Annoncé par « Un amour à Casablanca » de A.Lagtaa et par « A la recherche du mari de ma femme » de A. Tazi, le film marocain centré sur la communication (c'est-à-dire  ouverture sur le grand public en respectant les exigences techniques et artistiques du film) va trouver son expression réelle dans « Mektoub » et « Ali Zawa » de N.Ayouch. Au lieu de laisser les autres occuper notre imaginaire populaire, une pléiade de jeunes talents, vont se charger d'une mission possible mais délicate: concilier (et non réconcilier) le public marocain avec son cinéma et son image, séduire les cœurs et les festivals, être artistiquement exigeants et s'ouvrir sur le public qui a besoin (la catharsis est légitime !) de rire, de pleurer, d'avoir peur, de haïr, d'avoir pitié et d'admirer.
Nous sommes, aujourd'hui,  au cœur de l'ère de la communication ; mais  le regard marocain n'est pas encore tout à fait constitué, bien délimité.
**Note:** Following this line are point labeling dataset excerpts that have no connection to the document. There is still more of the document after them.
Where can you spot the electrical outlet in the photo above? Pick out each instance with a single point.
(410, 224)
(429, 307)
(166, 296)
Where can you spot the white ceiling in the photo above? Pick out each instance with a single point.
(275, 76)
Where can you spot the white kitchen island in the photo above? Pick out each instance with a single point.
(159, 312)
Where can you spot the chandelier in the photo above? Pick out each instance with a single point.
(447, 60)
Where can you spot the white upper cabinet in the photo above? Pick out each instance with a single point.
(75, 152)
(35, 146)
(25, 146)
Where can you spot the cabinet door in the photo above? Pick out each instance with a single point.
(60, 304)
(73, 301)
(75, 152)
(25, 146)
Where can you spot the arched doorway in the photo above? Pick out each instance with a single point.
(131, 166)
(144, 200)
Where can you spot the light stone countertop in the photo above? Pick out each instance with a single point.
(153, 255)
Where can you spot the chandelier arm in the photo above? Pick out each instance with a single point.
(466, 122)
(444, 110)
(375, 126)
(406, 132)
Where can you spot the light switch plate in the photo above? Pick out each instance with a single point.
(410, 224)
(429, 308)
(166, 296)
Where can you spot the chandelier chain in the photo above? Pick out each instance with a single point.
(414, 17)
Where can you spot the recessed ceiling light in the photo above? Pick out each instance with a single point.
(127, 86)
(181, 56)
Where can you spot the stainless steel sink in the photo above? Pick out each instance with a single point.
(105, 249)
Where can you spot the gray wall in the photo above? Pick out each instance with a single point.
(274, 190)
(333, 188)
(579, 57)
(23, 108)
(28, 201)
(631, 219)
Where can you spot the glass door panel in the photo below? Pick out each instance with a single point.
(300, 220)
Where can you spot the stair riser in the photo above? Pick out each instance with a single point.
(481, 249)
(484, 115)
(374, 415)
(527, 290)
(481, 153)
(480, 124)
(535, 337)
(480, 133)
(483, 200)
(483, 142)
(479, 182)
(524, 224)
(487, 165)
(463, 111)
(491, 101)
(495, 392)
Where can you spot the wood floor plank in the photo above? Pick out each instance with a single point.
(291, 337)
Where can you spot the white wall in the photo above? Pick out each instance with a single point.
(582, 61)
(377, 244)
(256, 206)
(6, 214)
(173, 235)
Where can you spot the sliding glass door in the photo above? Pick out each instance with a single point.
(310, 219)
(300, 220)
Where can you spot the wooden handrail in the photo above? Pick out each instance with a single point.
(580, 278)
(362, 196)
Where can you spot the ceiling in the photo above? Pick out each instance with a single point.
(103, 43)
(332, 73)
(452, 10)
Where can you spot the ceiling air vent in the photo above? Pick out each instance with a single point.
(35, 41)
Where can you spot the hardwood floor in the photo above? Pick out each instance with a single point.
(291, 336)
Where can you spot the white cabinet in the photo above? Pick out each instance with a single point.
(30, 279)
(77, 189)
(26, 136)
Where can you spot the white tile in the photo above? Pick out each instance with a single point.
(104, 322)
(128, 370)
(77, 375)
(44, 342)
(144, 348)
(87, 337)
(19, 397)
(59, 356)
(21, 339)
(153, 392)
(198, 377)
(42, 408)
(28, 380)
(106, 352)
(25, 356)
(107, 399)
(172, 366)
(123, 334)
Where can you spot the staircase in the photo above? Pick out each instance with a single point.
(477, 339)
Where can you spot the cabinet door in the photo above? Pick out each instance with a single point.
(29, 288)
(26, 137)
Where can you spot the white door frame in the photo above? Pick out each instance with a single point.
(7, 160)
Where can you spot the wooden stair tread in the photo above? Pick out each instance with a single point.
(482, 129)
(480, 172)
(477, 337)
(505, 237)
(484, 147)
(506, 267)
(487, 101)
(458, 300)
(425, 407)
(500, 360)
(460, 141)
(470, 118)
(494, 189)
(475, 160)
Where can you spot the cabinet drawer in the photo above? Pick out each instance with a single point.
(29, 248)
Les Marocains s'y attellent.
Ils sont de plus en plus conscients et sensibles aux enjeux culturels, commerciaux, sociaux et mondiaux du cinéma. Malgré la crise des salles de cinéma, il existe un engouement sans précédent pour les images, surtout pour des images marocaines, fabriquées par des Marocains ! Malgré les problèmes de piratage, on s'applique à former de futurs jeunes cinéastes et on investit dans les multiplexes ! Malgré la superpuissance des films-chewing-gum, on multiplie les festivals et les rencontres cinématographiques. C'est que l'ère de la communication apporte plus de promesses pour le cinéma que les périodes précédentes.  Le cinéma n'est plus un privilège ni un droit, il est devenu un devoir démocratique. Un devoir pour être visible dans la tour de Babel des images. Un devoir pour contribuer à résorber le chômage. Un devoir pour une entente interculturelle. Tout converge vers le cinéma aujourd'hui. C'est le pari contre les rêves médiatiques qui s'érodent et se dissolvent facilement. C'est le pari contre la médiocrité, la facilité, l'oubli, la désillusion…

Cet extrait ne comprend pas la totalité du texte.